CommScope Credit Union v. Butler & Burke, LLP
790 S.E.2d 657
N.C.2016Background
- CommScope Credit Union engaged Butler & Burke, LLP to perform annual independent audits from 2001–2010; CommScope later was assessed approximately $374,200 in IRS penalties because Form 990 was not filed for 2001–2009.
- CommScope sued Butler & Burke for breach of contract, negligence, breach of fiduciary duty, and professional malpractice, alleging the auditor failed to request/review tax returns and detect the omission.

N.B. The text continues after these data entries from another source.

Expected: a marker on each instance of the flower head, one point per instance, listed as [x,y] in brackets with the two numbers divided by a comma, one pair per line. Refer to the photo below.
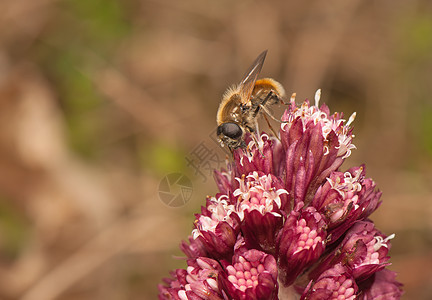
[287,222]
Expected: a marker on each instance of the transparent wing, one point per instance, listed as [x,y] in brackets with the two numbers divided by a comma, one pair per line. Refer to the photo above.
[248,82]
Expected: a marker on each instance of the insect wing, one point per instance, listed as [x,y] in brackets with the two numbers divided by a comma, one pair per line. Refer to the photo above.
[248,82]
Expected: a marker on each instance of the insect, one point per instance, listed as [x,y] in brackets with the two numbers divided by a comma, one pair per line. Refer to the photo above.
[242,104]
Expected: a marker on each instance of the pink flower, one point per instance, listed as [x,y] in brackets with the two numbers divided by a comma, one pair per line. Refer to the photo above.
[287,222]
[252,275]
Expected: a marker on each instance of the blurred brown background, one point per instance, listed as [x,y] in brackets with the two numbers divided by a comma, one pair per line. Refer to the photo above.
[100,99]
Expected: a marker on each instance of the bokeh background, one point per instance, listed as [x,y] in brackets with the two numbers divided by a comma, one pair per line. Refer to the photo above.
[100,99]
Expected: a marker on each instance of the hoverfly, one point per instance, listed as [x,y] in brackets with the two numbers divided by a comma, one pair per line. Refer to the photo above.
[242,104]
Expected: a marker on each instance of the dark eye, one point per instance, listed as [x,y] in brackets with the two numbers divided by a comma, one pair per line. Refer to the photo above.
[231,130]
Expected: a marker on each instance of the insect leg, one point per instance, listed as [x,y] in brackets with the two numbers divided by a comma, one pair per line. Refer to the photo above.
[271,127]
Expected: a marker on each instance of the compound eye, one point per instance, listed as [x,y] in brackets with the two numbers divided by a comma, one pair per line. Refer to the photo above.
[231,130]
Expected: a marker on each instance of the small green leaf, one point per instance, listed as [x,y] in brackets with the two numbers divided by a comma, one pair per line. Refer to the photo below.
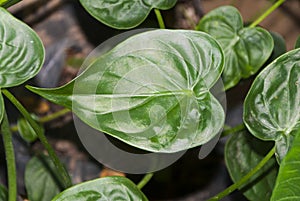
[272,106]
[41,179]
[1,106]
[288,180]
[21,51]
[297,45]
[246,49]
[108,188]
[26,131]
[279,46]
[3,193]
[242,153]
[8,3]
[154,95]
[124,14]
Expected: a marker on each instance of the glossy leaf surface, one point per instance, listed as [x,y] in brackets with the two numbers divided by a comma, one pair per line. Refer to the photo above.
[41,179]
[246,49]
[21,51]
[108,188]
[153,95]
[124,14]
[242,153]
[26,131]
[288,180]
[272,106]
[3,193]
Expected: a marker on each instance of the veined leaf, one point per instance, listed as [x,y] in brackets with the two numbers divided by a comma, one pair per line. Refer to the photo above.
[124,14]
[272,106]
[3,193]
[21,51]
[41,179]
[242,153]
[288,181]
[246,49]
[112,188]
[153,95]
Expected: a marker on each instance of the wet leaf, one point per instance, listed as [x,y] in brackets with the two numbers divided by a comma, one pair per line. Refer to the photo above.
[21,51]
[124,14]
[154,95]
[272,106]
[246,49]
[114,188]
[242,153]
[288,180]
[41,179]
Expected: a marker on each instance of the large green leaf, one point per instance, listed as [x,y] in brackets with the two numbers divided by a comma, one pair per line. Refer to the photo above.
[246,49]
[41,179]
[272,106]
[242,153]
[108,188]
[124,14]
[21,51]
[1,106]
[153,95]
[3,193]
[288,181]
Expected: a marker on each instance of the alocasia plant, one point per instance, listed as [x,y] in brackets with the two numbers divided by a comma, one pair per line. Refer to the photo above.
[124,14]
[246,48]
[153,95]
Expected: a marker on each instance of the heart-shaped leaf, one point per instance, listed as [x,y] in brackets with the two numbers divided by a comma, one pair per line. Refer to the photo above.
[288,180]
[245,49]
[272,106]
[124,14]
[153,95]
[41,179]
[242,153]
[21,51]
[112,188]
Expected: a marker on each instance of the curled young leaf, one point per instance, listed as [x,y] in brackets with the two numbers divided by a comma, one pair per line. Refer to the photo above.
[153,95]
[288,180]
[242,153]
[272,106]
[124,14]
[21,51]
[114,188]
[246,49]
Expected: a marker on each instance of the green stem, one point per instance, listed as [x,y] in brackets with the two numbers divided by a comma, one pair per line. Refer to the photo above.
[267,13]
[10,159]
[145,180]
[243,180]
[235,129]
[60,168]
[47,118]
[159,19]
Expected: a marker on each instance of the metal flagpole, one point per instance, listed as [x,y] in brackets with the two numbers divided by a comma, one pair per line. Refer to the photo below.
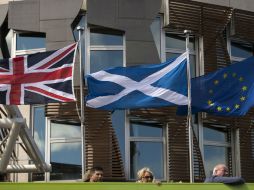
[189,117]
[82,106]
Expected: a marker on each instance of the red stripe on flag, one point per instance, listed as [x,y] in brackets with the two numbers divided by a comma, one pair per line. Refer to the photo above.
[60,56]
[51,95]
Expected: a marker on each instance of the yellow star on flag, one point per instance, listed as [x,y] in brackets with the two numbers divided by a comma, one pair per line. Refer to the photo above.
[244,88]
[219,108]
[243,98]
[210,103]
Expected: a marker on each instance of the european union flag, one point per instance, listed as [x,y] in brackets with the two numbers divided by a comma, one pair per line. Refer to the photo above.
[144,86]
[228,91]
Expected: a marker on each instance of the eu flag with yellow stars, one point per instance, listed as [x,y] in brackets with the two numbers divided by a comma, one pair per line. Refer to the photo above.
[227,92]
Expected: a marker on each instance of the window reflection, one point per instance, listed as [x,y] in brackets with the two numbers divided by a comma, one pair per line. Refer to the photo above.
[214,155]
[175,41]
[105,37]
[105,59]
[192,61]
[146,154]
[118,123]
[26,41]
[65,161]
[240,49]
[61,130]
[141,130]
[215,134]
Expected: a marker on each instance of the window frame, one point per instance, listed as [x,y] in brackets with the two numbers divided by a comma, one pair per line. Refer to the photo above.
[130,139]
[50,141]
[16,52]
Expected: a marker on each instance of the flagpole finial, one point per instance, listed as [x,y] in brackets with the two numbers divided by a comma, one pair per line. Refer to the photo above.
[80,28]
[187,31]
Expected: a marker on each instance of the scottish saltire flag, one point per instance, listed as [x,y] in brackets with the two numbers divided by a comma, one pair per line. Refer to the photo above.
[228,91]
[38,78]
[144,86]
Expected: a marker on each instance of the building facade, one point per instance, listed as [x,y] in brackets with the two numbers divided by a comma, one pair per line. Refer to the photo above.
[127,33]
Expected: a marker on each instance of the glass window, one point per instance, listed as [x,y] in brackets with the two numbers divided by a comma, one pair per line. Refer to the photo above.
[99,37]
[215,134]
[146,148]
[26,41]
[176,41]
[176,45]
[217,147]
[146,154]
[214,155]
[65,161]
[61,130]
[139,130]
[241,49]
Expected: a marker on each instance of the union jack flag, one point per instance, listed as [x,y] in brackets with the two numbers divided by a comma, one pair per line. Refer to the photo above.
[38,78]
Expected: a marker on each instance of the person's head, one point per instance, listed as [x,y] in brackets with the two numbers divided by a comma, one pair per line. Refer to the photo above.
[96,174]
[145,175]
[220,170]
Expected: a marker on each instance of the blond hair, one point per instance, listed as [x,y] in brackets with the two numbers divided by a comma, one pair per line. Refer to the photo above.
[142,171]
[219,166]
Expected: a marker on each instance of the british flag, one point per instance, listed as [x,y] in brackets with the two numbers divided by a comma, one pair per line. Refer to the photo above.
[38,78]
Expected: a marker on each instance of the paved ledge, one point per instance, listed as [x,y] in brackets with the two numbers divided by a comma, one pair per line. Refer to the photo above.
[121,186]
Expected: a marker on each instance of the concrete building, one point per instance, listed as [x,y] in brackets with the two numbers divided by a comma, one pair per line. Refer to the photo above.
[126,33]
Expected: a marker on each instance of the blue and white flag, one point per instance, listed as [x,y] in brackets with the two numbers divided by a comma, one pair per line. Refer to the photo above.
[144,86]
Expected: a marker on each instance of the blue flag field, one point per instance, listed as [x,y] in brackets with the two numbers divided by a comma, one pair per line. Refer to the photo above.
[227,92]
[144,86]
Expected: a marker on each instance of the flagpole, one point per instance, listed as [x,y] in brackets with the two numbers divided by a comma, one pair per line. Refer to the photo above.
[189,117]
[82,106]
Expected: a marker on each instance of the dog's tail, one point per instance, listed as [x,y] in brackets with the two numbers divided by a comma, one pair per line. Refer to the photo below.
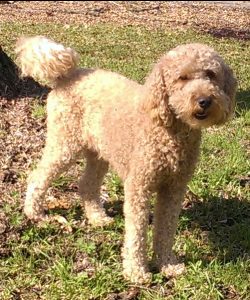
[44,59]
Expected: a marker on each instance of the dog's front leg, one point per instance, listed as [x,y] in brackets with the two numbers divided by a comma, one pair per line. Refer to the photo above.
[167,209]
[136,210]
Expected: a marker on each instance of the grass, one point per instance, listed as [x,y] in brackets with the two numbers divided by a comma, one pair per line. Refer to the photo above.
[214,230]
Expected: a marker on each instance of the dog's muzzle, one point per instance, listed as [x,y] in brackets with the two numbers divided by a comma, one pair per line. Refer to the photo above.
[204,103]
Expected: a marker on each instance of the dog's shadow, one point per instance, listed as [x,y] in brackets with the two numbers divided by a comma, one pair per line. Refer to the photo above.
[224,226]
[243,101]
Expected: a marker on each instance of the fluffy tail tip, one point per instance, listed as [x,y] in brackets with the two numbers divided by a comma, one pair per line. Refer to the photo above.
[45,59]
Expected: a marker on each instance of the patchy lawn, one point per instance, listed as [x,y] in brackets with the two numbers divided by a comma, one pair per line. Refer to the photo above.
[213,238]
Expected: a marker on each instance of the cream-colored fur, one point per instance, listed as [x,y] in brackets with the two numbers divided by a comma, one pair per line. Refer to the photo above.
[150,134]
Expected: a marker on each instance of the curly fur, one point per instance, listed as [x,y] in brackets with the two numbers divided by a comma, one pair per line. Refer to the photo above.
[150,134]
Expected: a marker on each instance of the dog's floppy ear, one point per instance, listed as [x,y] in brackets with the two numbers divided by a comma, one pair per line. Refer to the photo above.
[156,98]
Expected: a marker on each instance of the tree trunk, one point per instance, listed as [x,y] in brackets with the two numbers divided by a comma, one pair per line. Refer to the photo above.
[9,79]
[12,86]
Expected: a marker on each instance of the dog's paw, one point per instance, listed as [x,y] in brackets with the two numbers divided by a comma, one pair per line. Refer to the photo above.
[173,270]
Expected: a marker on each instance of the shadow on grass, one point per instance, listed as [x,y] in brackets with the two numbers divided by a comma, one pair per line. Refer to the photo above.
[243,100]
[226,223]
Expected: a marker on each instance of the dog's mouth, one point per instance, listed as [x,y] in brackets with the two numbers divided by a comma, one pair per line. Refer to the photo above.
[201,116]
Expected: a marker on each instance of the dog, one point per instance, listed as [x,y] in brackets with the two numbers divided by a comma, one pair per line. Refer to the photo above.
[149,134]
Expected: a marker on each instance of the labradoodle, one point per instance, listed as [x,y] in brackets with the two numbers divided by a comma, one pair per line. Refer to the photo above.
[149,134]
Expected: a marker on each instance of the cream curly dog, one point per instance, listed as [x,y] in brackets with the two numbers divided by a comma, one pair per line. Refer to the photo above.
[149,134]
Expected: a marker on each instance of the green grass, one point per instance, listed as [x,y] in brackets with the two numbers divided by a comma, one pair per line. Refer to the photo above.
[214,231]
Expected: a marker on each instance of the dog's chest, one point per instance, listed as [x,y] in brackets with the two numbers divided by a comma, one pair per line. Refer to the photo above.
[173,154]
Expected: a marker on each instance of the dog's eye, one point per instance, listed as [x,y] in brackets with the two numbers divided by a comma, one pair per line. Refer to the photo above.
[210,74]
[183,77]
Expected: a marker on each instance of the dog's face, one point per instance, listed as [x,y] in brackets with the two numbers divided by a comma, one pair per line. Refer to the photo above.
[200,86]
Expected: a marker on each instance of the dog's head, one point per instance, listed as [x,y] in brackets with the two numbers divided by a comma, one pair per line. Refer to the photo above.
[194,84]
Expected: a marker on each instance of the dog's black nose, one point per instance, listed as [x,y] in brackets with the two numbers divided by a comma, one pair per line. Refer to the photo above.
[205,102]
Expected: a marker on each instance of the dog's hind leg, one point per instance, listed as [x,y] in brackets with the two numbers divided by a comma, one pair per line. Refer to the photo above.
[54,161]
[90,186]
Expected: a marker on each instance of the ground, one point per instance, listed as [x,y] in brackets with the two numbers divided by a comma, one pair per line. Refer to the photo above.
[23,119]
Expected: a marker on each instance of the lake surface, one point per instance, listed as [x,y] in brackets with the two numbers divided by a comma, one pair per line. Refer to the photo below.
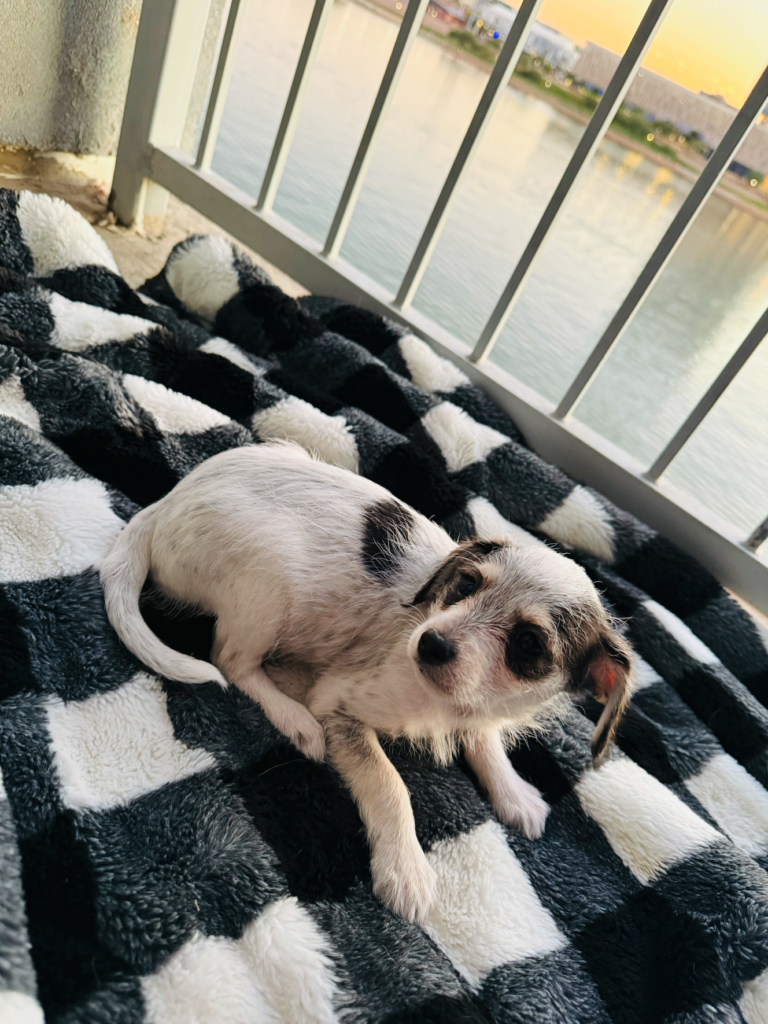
[711,294]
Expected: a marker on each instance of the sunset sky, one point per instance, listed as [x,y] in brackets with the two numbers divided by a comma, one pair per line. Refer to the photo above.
[705,45]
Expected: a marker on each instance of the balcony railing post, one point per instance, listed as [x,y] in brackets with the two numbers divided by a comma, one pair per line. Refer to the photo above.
[292,110]
[220,84]
[499,80]
[759,536]
[168,44]
[711,396]
[406,37]
[588,144]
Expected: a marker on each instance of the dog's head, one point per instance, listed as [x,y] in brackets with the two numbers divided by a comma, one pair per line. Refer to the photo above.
[508,628]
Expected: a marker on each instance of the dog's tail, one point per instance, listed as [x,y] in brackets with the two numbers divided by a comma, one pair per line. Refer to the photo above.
[123,573]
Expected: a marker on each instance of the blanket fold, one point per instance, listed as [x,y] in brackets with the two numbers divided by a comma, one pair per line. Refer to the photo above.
[166,856]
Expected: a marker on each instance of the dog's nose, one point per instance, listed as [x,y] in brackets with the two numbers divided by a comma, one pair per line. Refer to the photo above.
[434,649]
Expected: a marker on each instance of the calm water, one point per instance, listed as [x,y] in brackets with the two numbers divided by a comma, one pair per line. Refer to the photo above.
[711,294]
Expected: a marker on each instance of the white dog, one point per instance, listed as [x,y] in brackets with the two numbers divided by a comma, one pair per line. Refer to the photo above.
[315,573]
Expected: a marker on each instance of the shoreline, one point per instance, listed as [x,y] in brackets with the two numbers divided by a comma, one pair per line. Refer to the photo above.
[723,190]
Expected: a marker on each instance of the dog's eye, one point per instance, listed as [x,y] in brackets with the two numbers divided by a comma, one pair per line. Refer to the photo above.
[467,586]
[528,644]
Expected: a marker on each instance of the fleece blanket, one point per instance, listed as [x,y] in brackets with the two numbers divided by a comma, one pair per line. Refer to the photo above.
[166,856]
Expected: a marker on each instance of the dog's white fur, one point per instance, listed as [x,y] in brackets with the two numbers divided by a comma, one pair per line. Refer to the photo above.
[323,583]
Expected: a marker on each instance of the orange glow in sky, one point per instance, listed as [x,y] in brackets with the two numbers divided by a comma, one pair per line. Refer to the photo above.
[704,45]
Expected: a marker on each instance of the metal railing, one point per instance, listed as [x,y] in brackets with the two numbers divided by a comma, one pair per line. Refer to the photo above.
[150,163]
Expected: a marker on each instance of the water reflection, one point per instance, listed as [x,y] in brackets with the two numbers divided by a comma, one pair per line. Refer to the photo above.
[713,291]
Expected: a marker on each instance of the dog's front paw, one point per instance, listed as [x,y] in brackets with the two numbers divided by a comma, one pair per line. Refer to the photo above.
[522,807]
[304,731]
[404,881]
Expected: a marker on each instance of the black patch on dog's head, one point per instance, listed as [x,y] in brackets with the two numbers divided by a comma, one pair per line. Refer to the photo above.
[387,526]
[464,557]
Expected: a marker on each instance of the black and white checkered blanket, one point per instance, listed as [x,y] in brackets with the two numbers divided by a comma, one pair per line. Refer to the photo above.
[167,857]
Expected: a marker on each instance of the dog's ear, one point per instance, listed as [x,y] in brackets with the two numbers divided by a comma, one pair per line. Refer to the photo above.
[605,673]
[466,554]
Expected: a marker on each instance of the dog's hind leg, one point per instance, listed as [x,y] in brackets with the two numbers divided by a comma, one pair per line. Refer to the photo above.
[288,716]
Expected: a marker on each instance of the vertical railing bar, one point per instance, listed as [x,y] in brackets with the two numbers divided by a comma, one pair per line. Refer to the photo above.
[702,188]
[759,536]
[504,67]
[220,85]
[588,144]
[406,37]
[292,110]
[712,395]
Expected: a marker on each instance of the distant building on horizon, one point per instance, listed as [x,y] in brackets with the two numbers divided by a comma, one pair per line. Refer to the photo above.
[662,99]
[496,17]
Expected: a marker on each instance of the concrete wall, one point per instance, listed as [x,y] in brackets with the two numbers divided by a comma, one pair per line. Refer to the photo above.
[64,73]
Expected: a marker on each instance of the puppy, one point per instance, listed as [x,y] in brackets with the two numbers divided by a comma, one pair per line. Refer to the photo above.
[313,572]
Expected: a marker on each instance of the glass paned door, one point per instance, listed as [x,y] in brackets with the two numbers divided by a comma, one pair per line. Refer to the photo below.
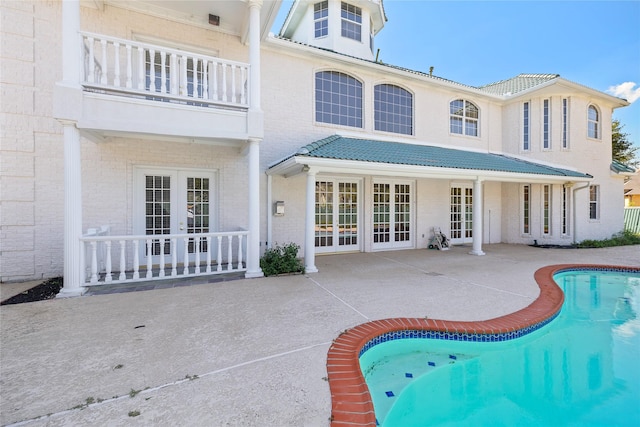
[461,214]
[392,215]
[174,202]
[337,216]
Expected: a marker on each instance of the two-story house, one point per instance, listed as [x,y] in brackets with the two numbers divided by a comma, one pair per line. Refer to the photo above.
[149,139]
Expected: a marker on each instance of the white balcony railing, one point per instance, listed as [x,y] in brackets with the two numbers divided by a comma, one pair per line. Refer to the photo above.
[126,67]
[117,259]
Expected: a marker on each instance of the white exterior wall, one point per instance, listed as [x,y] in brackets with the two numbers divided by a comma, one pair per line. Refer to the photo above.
[31,148]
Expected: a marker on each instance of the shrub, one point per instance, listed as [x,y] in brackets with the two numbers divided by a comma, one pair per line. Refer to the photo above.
[619,239]
[281,260]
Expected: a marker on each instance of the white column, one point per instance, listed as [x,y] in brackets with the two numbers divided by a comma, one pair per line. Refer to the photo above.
[253,242]
[477,218]
[71,63]
[72,160]
[72,212]
[310,225]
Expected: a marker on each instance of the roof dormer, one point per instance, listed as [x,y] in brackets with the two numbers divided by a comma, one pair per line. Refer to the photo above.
[344,26]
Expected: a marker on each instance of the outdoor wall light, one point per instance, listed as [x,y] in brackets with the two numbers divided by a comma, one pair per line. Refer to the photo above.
[278,208]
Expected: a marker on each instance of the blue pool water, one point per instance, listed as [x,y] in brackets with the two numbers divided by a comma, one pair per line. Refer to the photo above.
[582,369]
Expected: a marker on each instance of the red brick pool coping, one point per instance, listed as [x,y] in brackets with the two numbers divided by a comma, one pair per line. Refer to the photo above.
[351,403]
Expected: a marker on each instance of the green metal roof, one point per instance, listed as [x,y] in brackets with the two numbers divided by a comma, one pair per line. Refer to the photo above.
[619,167]
[367,150]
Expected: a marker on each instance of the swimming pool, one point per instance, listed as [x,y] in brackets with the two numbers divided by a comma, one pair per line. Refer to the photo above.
[455,370]
[580,369]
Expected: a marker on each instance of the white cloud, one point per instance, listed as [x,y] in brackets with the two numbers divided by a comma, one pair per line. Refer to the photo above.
[625,90]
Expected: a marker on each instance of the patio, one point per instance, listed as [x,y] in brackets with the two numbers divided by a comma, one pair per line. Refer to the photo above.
[244,352]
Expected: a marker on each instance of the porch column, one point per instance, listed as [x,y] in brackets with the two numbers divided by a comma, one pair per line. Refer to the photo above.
[310,225]
[254,52]
[477,218]
[72,213]
[72,158]
[253,245]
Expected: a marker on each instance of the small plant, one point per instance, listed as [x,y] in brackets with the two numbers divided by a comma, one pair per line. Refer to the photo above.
[281,260]
[619,239]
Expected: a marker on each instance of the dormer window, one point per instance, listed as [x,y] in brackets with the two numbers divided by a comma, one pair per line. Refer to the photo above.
[594,122]
[321,19]
[351,22]
[463,117]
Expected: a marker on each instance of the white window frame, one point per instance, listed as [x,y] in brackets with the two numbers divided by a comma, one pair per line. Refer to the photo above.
[351,27]
[594,202]
[321,19]
[397,111]
[547,197]
[565,123]
[593,124]
[338,119]
[465,118]
[546,124]
[526,126]
[525,209]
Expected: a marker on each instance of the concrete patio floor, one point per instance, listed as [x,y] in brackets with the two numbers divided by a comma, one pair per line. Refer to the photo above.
[243,352]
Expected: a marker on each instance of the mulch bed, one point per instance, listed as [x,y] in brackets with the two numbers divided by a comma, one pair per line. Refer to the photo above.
[45,290]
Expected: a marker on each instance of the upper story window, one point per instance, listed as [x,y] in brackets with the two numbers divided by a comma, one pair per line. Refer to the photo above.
[351,21]
[594,202]
[393,108]
[338,99]
[594,122]
[546,124]
[525,126]
[463,117]
[321,19]
[565,123]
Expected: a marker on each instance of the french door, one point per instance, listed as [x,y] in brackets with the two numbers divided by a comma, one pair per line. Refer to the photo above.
[461,214]
[337,216]
[392,215]
[174,202]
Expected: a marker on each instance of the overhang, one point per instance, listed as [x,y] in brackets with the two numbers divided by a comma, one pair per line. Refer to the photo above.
[346,155]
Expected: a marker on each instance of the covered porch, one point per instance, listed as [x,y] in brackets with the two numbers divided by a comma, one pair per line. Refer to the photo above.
[344,156]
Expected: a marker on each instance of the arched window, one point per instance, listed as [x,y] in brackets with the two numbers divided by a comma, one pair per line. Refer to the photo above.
[393,109]
[594,122]
[463,117]
[338,99]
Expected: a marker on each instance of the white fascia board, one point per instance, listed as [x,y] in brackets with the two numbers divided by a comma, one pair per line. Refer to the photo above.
[294,166]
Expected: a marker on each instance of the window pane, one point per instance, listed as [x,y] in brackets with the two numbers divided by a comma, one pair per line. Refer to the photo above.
[393,109]
[338,99]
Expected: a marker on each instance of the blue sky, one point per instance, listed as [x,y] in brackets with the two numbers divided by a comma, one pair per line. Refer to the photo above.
[594,43]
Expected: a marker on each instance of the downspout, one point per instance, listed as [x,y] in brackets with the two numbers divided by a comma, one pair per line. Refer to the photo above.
[575,216]
[269,211]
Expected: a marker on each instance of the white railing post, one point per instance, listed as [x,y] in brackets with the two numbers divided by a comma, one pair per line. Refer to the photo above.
[149,258]
[123,262]
[116,65]
[219,256]
[161,272]
[136,259]
[230,252]
[174,258]
[129,82]
[105,67]
[94,262]
[185,271]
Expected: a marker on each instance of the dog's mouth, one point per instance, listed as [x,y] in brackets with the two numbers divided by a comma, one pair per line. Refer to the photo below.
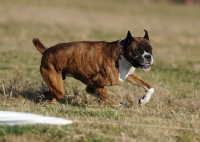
[146,67]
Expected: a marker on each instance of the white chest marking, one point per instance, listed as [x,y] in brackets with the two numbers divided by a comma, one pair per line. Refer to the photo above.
[125,68]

- Butler & Burke moved to dismiss under Rule 12(b)(6) and for judgment on the pleadings under Rule 12(c), asserting affirmative defenses including contributory negligence and in pari delicto.
- The trial court granted dismissal; the Court of Appeals reversed, holding an auditor–client relationship may give rise to a fiduciary duty and that the other claims survived dismissal.
- The Supreme Court granted discretionary review to decide whether an independent auditor owes a fiduciary duty to its audit client and whether the other claims were barred by contributory negligence or in pari delicto.
Issues
| Issue | Plaintiff's Argument | Defendant's Argument | Held |
|---|---|---|---|
| Whether an independent auditor owes a fiduciary duty as a matter of law to its audit client | Auditor’s GAAS-based engagement and promises to detect errors/fraud created special confidence and domination, giving rise to fiduciary duty | Auditor’s role is governed by GAAS and duties to third parties/public; no categorical fiduciary relationship exists as a matter of law | No fiduciary duty as a matter of law; fiduciary duty may arise in fact but the complaint’s allegations do not establish one — breach of fiduciary claim dismissed |
| Whether the engagement terms pled established a fiduciary relationship in fact | Engagement letters promising to identify errors/fraud and recommend improvements show special confidence and reliance | Those promises merely restated GAAS obligations and did not constitute additional services creating domination or loyalty | Allegations tracked GAAS duties and did not show additional services or domination; no fiduciary relationship in fact |
| Whether plaintiff’s other claims (breach of contract, negligence, malpractice) are barred by contributory negligence | Plaintiff’s complaint does not establish that manager’s failure to file was negligent or imputed to the credit union; defenses premature on pleadings | Affirmative defenses of contributory negligence and in pari delicto bar plaintiff’s claims | Court divided; the Supreme Court left the Court of Appeals’ reversal intact on these claims (issue undecided by this Court; decision stands without precedential value) |
Key Cases Cited
- Dalton v. Camp, 353 N.C. 647 (definition and requirement of fiduciary relationship)
- Green v. Freeman, 367 N.C. 136 (fiduciary relationship: special confidence and duties)
- Dallaire v. Bank of Am., N.A., 367 N.C. 363 (fiduciary duty characterized by heightened trust and acting in best interests)
- Raritan River Steel Co. v. Cherry, Bekaert & Holland, 322 N.C. 200 (auditor duty to avoid negligent misrepresentations to intended beneficiaries)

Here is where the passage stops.